Posted by: ngum | May 07, 2006 at 10:26 AM
Prof Ngu says:
"This government is taxing people so heavily. That doesn't help people to grow. Instead, it makes them want to close up and go away."
Professor, tell your friends in government to study economics 101, but what use is it when the monetary policy is controlled from France for the benefit of France. It is impossible to guide an economy when those levers are in the hands of contrary interests.
"...I think we get a government that we deserve. Cameroonians are very docile and nothing upsets them. They will answer you: "on va faire comment?", meaning “what can one do?”, implying that they are willing to lick the people’s boots to get by. We don't behave like people who can stand up and face situations. We prefer not to."

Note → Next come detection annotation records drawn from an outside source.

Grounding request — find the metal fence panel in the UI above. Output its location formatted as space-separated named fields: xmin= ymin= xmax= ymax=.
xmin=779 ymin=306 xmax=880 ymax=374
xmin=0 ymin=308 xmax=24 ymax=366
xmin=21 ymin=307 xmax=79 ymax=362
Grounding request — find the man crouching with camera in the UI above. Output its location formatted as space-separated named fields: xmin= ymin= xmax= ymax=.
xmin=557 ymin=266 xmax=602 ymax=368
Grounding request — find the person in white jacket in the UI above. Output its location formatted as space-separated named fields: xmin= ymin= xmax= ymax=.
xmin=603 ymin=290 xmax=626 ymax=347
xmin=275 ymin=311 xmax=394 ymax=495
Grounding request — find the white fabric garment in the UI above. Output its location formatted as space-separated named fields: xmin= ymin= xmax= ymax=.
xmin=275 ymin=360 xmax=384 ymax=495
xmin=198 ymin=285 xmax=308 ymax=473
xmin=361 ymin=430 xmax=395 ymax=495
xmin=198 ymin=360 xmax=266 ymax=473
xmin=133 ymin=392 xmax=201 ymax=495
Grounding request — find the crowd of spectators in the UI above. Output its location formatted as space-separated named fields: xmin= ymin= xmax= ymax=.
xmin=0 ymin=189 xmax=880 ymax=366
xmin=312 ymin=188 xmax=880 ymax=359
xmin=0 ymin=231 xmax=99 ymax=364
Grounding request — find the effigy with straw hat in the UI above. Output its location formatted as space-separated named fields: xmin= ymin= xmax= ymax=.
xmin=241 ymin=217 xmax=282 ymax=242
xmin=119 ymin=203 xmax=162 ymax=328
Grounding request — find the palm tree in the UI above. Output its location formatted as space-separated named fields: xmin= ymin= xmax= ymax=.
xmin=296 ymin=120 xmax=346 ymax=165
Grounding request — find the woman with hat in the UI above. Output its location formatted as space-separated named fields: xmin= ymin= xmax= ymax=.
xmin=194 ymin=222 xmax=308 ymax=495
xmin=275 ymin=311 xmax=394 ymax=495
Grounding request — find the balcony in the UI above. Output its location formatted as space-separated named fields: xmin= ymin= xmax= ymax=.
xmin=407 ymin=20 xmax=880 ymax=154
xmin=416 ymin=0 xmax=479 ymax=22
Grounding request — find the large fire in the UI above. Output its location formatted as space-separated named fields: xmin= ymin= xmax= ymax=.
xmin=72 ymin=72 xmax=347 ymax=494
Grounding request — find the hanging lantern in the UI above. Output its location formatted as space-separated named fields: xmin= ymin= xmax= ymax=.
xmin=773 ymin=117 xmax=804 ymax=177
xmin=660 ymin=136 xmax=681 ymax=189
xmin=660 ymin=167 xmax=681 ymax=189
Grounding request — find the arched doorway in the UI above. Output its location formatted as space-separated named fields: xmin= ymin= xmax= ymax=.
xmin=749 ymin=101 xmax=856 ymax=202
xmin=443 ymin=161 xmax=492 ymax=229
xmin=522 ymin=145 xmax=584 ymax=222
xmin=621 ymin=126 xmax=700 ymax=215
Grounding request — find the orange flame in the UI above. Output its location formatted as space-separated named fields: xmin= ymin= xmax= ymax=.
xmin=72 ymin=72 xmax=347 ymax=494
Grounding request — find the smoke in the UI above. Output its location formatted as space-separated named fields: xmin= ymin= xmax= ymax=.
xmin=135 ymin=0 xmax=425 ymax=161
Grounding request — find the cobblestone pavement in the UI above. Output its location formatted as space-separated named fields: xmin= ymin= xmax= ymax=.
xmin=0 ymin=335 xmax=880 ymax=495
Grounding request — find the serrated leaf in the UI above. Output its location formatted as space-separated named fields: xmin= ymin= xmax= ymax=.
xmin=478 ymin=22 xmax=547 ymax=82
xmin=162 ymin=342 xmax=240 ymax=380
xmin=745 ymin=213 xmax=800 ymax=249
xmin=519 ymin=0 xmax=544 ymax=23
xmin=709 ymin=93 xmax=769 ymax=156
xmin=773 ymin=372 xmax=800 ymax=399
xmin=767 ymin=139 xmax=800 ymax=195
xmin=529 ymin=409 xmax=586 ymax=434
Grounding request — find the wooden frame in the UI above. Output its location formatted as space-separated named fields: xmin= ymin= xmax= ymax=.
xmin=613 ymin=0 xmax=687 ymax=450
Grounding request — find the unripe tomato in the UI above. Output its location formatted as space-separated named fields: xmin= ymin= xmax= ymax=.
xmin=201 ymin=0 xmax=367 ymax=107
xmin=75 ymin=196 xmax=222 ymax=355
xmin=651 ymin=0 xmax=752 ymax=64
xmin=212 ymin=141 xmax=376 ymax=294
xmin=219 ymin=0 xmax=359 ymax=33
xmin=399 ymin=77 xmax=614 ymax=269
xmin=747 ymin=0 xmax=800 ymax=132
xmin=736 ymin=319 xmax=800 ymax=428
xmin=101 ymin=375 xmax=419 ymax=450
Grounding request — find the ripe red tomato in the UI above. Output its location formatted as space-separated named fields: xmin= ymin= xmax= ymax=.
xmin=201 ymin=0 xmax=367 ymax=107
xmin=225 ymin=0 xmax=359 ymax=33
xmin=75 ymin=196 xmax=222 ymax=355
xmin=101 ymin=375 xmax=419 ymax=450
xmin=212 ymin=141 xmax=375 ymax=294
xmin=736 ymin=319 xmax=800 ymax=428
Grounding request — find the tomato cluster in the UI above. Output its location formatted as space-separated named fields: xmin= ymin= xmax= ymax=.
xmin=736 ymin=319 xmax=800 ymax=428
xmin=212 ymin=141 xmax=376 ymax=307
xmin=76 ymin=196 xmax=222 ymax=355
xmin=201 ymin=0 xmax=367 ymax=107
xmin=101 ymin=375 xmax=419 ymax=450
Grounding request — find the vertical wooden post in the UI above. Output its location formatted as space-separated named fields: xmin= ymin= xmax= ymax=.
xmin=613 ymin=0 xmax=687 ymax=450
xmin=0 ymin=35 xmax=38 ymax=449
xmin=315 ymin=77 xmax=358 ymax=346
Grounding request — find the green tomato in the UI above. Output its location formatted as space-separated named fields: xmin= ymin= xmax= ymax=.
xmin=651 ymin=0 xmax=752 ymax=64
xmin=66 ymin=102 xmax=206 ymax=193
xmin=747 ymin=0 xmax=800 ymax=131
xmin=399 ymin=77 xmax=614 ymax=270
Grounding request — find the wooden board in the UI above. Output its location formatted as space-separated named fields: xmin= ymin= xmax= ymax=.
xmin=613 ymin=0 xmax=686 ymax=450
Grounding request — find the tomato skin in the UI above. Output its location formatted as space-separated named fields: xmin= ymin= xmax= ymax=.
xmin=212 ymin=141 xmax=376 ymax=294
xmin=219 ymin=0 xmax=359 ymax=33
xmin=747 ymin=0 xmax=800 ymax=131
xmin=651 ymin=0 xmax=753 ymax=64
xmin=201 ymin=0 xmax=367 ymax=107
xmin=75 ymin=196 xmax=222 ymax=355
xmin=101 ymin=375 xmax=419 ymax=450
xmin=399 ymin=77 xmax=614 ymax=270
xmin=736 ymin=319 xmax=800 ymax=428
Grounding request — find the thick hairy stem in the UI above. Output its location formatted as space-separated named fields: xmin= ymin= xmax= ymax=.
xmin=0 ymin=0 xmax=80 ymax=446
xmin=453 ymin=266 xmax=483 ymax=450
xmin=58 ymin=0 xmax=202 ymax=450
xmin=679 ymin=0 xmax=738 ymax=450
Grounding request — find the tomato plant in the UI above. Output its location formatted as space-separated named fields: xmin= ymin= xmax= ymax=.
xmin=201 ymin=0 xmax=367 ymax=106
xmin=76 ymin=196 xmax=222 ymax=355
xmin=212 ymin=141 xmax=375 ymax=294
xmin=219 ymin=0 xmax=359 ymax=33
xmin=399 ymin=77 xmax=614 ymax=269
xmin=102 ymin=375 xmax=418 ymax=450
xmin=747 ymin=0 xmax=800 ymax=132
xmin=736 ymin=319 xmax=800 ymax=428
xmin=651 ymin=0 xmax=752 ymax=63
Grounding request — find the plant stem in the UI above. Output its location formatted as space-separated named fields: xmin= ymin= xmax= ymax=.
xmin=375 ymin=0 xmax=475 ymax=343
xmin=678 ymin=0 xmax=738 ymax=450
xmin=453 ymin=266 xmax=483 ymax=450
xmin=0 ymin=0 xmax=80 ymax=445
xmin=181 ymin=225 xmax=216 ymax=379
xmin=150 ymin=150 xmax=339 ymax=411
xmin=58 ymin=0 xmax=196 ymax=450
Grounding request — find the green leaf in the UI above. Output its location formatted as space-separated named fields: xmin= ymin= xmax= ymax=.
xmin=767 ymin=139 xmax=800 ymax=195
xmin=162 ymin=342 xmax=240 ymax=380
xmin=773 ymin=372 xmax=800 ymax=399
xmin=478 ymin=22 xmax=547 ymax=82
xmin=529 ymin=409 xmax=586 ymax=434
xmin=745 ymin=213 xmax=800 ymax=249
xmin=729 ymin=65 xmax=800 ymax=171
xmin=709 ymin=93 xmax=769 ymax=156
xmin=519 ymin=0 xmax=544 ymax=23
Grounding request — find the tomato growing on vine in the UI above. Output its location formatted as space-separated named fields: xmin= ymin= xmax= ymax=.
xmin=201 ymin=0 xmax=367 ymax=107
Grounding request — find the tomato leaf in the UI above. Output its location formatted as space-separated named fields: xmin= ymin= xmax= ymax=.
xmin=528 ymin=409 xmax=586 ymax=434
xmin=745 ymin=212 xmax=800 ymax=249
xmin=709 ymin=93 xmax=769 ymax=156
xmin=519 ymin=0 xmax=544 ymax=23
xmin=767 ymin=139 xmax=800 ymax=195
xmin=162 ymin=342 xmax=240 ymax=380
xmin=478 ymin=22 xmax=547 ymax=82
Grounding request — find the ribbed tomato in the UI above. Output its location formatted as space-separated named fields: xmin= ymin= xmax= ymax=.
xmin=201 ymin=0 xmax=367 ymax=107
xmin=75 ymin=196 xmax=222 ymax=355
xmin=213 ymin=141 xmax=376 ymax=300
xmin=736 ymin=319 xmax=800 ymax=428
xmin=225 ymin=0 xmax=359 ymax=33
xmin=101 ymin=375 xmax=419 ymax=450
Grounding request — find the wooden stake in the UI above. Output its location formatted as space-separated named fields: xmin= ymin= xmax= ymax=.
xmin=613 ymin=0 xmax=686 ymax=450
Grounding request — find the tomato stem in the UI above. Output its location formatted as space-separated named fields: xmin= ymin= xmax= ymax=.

--Professor, you are becoming a radical in your old age. I think what you are saying here does not describe the people who are in the Southern Cameroons struggle. The anglophones have many courageous people and if they do not give up, they will cause significant changes.
Posted by: ngum | May 13, 2006 at 09:23 PM
Professor VA NGU's profile can be seen at the URL
http://www.vangulabs.com/profile.asp .
His website address is: http://www.vangulabs.com
In my humble opinion, Prof. NGU is a great man. Let's face it. To what extent has he benefited from Biya's support? The HIV/AIDS is claiming lives, and the old Prof. seems to be fighting the plague with little or no support from Cameroon, its diaspora and the world at large. Shame to humanity. Let's get less passionate when we attempt any assessment of the Prof. Ngu's activity in government. He served for a short time. He was an exemplary servant. While Minister, he did not stay awy from the operation theatres. Rumours say he asked to be relieved of his ministerial cap because he never felt comfortable wearing it. How many Cameronians would behave this way? As a retired Medic, he set up a clinic employing some five medical doctors and many nurses and lab technicians trained in Nigeria and Europe. Very few of us who use the Web to paint people dark cannot do what this old man is doing now. Let's give him a break. Why not praise him and encourage him in his battle against AIDS!